Fish était courtier en assurance, Soap a été mise à la rue par son dernier mari en date, Bonds est un ancien militaire que son pays a lâchement abandonné. Ce trio n’a qu’une seule préoccupation, récupérer de l’argent par tous les moyens, que ce soit la manche ou bien de petits boulots, pour pouvoir manger ou bien survivre.

On retrouve dans ce roman toute la force d’évocation de l’écriture de Larry Fondation, nous plongeant dans les cartons qui jonchent les impasses sales et puantes.
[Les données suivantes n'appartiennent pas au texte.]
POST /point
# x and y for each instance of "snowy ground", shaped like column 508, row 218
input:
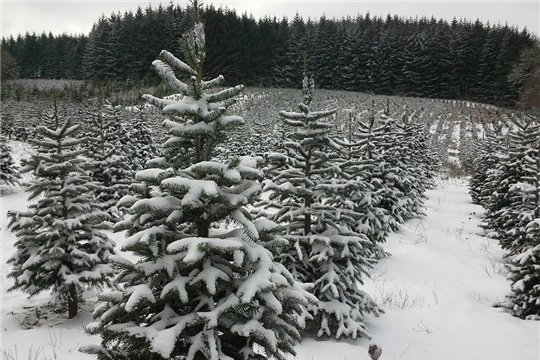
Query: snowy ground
column 438, row 289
Et pour autant, on ne s’apitoie pas devant les différentes étapes que rencontrent nos trois compères, le but n’est pas d’éprouver une quelconque empathie, mais de montrer une réalité du terrain : la plus grande démocratie du monde, gérée et menée par le bout du nez par son désir jamais assez assouvi du fric laisse sur le coté de la route de pauvres hères qui ne demandent qu’une chose : vivre ou plutôt survivre.

Bien qu’il ne se passe pas grand-chose, ce roman est passionnant, parce qu’il se passe toujours quelque chose, les dialogues sont toujours là pour vous interpeler ou les situations pour vous révolter. Car pour peu que l’on prenne un peu de recul, ce roman remarquablement écrit arrive à vous plonger dans une réalité sordide mais pour autant tellement vraie. D’ailleurs, Fish, Soap et Bonds ne se plaignent pas, ils sont comme des animaux à la recherche de quoi survivre.

Dans la dèche à Los Angeles, c’est un portrait de personnages que la « bonne » société a engendrés et qu’elle ne veut pas voir. Mais est-on capable de regarder la vérité en face ? Ce sont des gens que l’on a poussé dans l’ombre, et la fin est éloquente, montrant une société qui a créé des gens pour mieux les détruire. C’est un roman impressionnant qu’il ne faut pas rater.